Alfredo, um ator e tanto.
Alfredo Castro constrói um personagem espetacular, de olhar distante, cada vez mais alucinado, sem nunca se tornar over. Fala pouco, mas suas expressões levam o espectador a tirar conclusões e construir o personagem junto, com cumplicidade. Criou uma linguagem corporal, a barba mal feita, e principalmente, trabalha seu olhar como se fosse uma técnica de ponto de interesse, ou seja pra onde está seu foco de visão, nos direciona para a construção dramática do filme. Seu trabalho de respiração merece atenção, sua decupagem de texto idem. Nuca responde de pronto, mas na respiração correta, com sua codificação de olhar, ação física e principalmente, com entendimento especial do texto sempre curto. (atores vamos começar a ler!)
Fotografia (Sergio Armstrong).
Escreve sua história junto ao filme, trabalha com pouca saturação de cor (ao contrário de Embalos...) pouca luminância, sempre mantendo Raúl na penumbra. Fotografado em super 16, optaram por pouca luz, câmera na mão, e principalmente o uso do desfoque como instrumento de ação dramática. Planos de preferência fechados, em closes de rosto, dando ao espectador o prazer de acompanhar o melhor do filme, a atuação de Alfredo. Contrapõe-se assim a Spielberg, quando este afirma que uma palavra vale milhões em efeitos especiais e afirma: uma expressão vale milhares de palavras e bilhões em efeitos fx.
Edição (Andrea Chignoli )
Perfeita, descontinuada, dentro de uma mesma cena, corta abruptamente deformando o tempo e mudando a localização espacial dos atores. Brinca com o público, na cena do concurso em certo momento apresenta o take de Raúl parado, olhar vago, como se aquela dança não estivesse acontecendo, e nos deixa nessa dúvida até o fim da cena.

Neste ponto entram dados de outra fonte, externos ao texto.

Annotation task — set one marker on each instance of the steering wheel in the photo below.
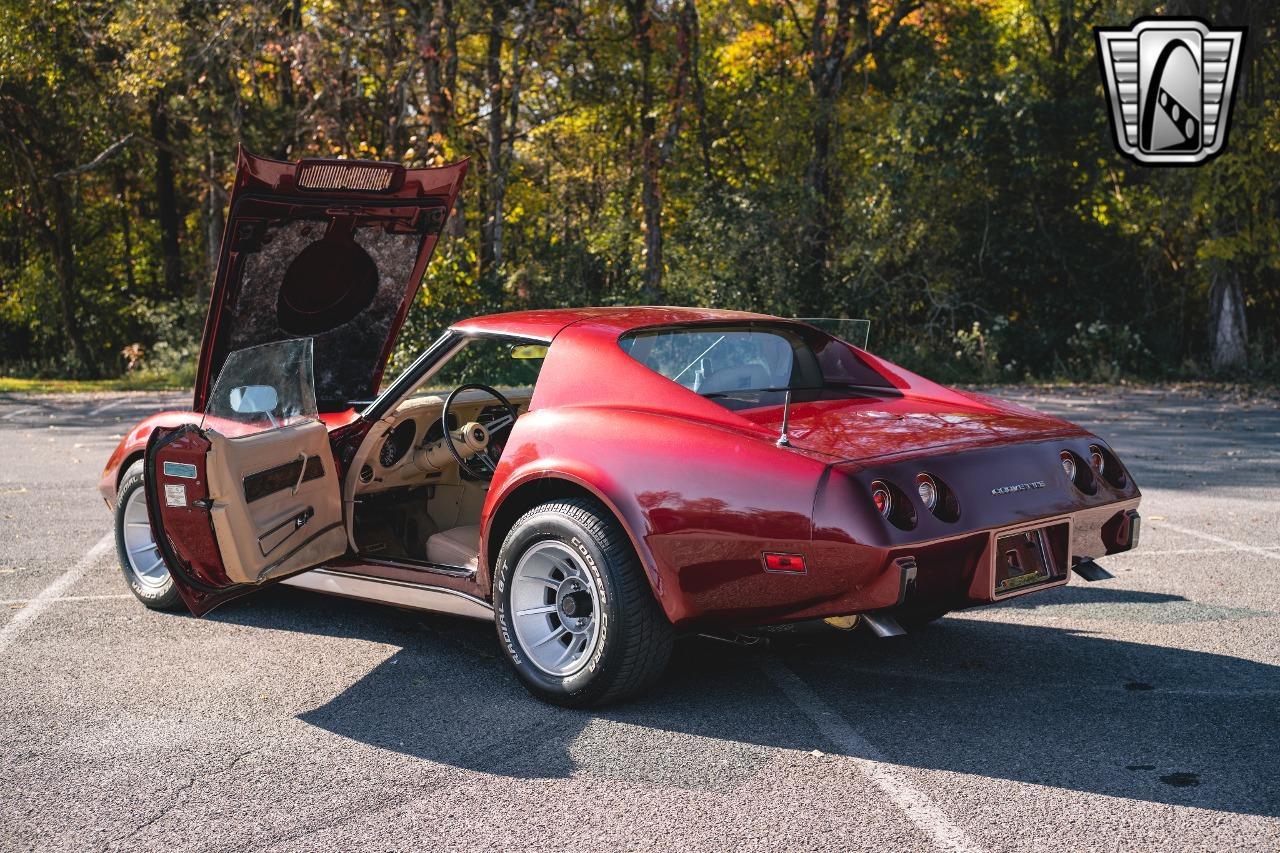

Sonorização (Miguel Hormazábal )
Bela sonorização descritiva, mas a sonorização crítica é que vale referência. Chamo a atenção para a cena em que a polícia mata um militante, e o som do tiro se harmoniza com o do trem (a cena é oculta), e a cena em que Raúl tenta fazer sexo com Paulli (Paola Lattus), acabam se masturbando, a sonoplastia é vigorosa. Outra cena, quando Raúl declama as falas em inglês do filme, e ao fundo há o som de pessoas comendo.
Filme.
Baixo orçamento, mas ótimo, obscuro, ousado, surpreendente. Representa bem a sociedade chilena, com os seus jovens militantes em conflito contra a classe média baixa apoiando o regime. Usa as cenas de sexo sem apelativos, e muito bem, dentro do contexto dramático. Consegue mostrar um boquete e um personagem cagando sem ser esdrúxulo. Há uma cena em que Raúl toma banho e um menino deixa cair o leite, simbólico, já que o leite para os trabalhadores, era uma bandeira de Allende.
A direção.
Impecável, nas cenas de homicídio e violência, mantém a mesma seriedade e envolvimento dramático das cenas de sexo e de escatologia. Bela direção de atores, belas marcações de cena e de câmera, sem se deixar levar pela virtuose, mas a serviço da dramaticidade.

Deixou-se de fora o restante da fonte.